Las Ironías de la Vida: Grupo Codiciado

grupo codiciado

BREAKING: Binational quintet Grupo Codiciado has changed its look. The fearsome fivesome sped onto the Billboard charts last year with “Gente de Accionar,” for NorteñoBlog’s dinero the most exciting debut hit in a year that also gave us “Mi 45” and “Adios Amor.” Propelled by rippling drums and spurts of accordion, “Gente” might also be the most exciting song with its overused four-chord progression since Urge Overkill’s “Sister Havana.” Here’s the Grupo playing the song back in 2015, when it was apparently so new Alilet Aragon had to read the lyrics off his phone:

Note the flashy matching suits, standard issue for corrido combos young and old. But now it’s 2018, and for their forthcoming album, No Lo Intenten en Casa, Codiciado seem to have blown their advance at Urban Outfitters:

no lo intenten

Not appearing on that tracklisting is Codiciado’s latest single, “Todo Nos Pasa Por Algo,” a song about getting, like, so high with los muchachos. “Todo Nos Pasa” is better than “Fire Up,” the latest hit ode to self-medication by T3R Elemento, because it’s faster and funnier. “Todo el tiempo la pasaba platicando que ironías de la vida,” sings Aragon — “We spent the whole time talking about the ironies of life.” Sounds about right. Pick to Click!

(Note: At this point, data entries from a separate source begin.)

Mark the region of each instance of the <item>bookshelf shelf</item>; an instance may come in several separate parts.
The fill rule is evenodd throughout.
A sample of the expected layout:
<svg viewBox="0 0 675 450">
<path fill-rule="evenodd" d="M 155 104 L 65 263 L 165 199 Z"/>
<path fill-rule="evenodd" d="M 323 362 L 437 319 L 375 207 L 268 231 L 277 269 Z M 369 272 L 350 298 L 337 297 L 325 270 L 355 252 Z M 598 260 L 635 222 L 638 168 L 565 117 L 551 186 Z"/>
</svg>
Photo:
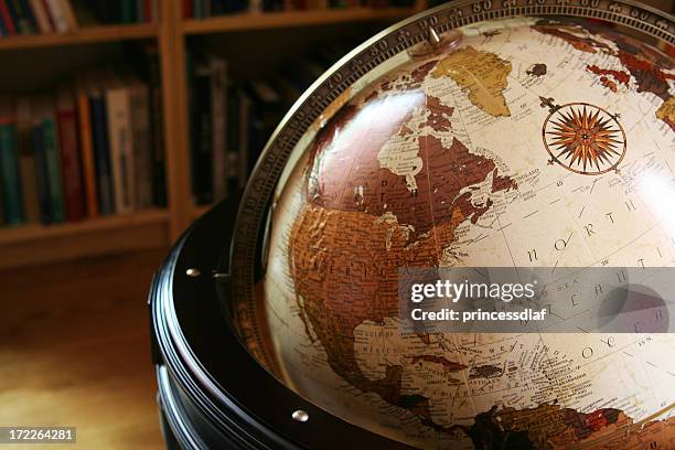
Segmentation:
<svg viewBox="0 0 675 450">
<path fill-rule="evenodd" d="M 3 228 L 0 269 L 162 247 L 170 242 L 169 217 L 168 211 L 149 210 L 77 223 Z"/>
<path fill-rule="evenodd" d="M 164 210 L 148 210 L 133 214 L 111 215 L 107 217 L 88 218 L 82 222 L 65 224 L 30 224 L 17 227 L 2 228 L 0 233 L 0 246 L 17 244 L 26 240 L 49 239 L 81 233 L 100 232 L 141 224 L 164 223 L 169 219 L 169 213 Z"/>
<path fill-rule="evenodd" d="M 204 20 L 183 21 L 185 34 L 223 33 L 271 28 L 323 25 L 331 23 L 403 19 L 415 12 L 413 8 L 351 8 L 290 12 L 262 12 L 219 15 Z"/>
<path fill-rule="evenodd" d="M 218 15 L 204 20 L 183 18 L 183 0 L 156 0 L 158 20 L 156 23 L 138 24 L 88 24 L 66 33 L 14 35 L 0 38 L 0 55 L 8 66 L 17 68 L 6 84 L 6 90 L 17 95 L 33 87 L 24 87 L 23 78 L 50 74 L 53 69 L 54 81 L 67 76 L 68 71 L 76 71 L 89 61 L 103 64 L 106 55 L 99 55 L 96 45 L 119 43 L 135 40 L 154 40 L 151 45 L 159 56 L 159 81 L 161 81 L 162 140 L 165 161 L 165 188 L 168 207 L 150 210 L 128 215 L 88 218 L 84 222 L 56 225 L 0 225 L 0 269 L 53 264 L 67 259 L 85 258 L 97 255 L 120 253 L 141 248 L 161 248 L 171 245 L 190 224 L 202 216 L 212 205 L 193 204 L 190 169 L 190 132 L 189 132 L 189 83 L 186 78 L 186 42 L 190 35 L 227 35 L 258 30 L 277 30 L 280 33 L 293 33 L 302 26 L 354 23 L 368 25 L 368 22 L 393 23 L 425 8 L 426 0 L 416 0 L 411 8 L 350 8 L 309 11 L 240 13 Z M 75 3 L 74 3 L 75 4 Z M 82 12 L 88 18 L 87 11 Z M 341 29 L 335 28 L 329 34 L 338 35 Z M 219 38 L 219 36 L 218 36 Z M 62 47 L 62 49 L 60 49 Z M 28 49 L 68 49 L 63 57 L 54 56 L 47 64 L 35 64 L 31 55 L 21 50 Z M 108 51 L 100 45 L 101 51 Z M 289 47 L 289 51 L 293 50 Z M 71 52 L 72 51 L 72 52 Z M 117 49 L 111 49 L 114 55 Z M 251 52 L 258 49 L 253 45 Z M 49 52 L 47 52 L 49 53 Z M 71 61 L 71 55 L 73 60 Z M 45 83 L 50 83 L 49 77 Z M 156 84 L 157 85 L 157 84 Z"/>
<path fill-rule="evenodd" d="M 192 206 L 192 217 L 193 217 L 193 219 L 200 218 L 201 216 L 206 214 L 206 212 L 208 210 L 211 210 L 212 207 L 213 207 L 213 205 L 195 205 L 195 206 Z"/>
<path fill-rule="evenodd" d="M 93 25 L 67 33 L 3 36 L 0 51 L 149 39 L 157 34 L 156 24 Z"/>
</svg>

We’ve seen moves like these — flashy matching suits transformed into black urbanwear, tales of drug production into drug consumption — before. A decade ago California bands like Los Amos de Nuevo Leon went self-consciously hyphy, turning from their trad (if grisly) narcocorridos to faster, grosser party corridos. The Blog covered that whole movement in the article “Pronounced “Jai-Fi”: The Rise and Fall of Hyphy Norteño.” The members of Grupo Codiciado, in their late teens and early 20s, don’t identify as “hyphy,” and their new music hasn’t appreciably changed in style, but the visual impulse is the same.

Some enterprising hesher has uploaded the album in full before its official release. Notable songs include what I think is another single, “Miro Lo Que Otros No Miran,” a proud song about how the boys have worked hard for everything they’ve got; and “Yo Solo Me Entiendo,” one of the better corrido odes to DEL Records proprietor Angel Del Villar.

Could this mean indie rockers Grupo Codiciado are angling for major distribution on Del Villar’s roster? If he signs them, will he make them “expand from hardcore corridos and into radio-friendly romantic fare,” as Talento Uno CEO Gustavo Lopez promises to do with the similarly rockin’ Fuerza de Tijuana? Rewarding a talented band by destroying what people love about them? ¡Que irónico!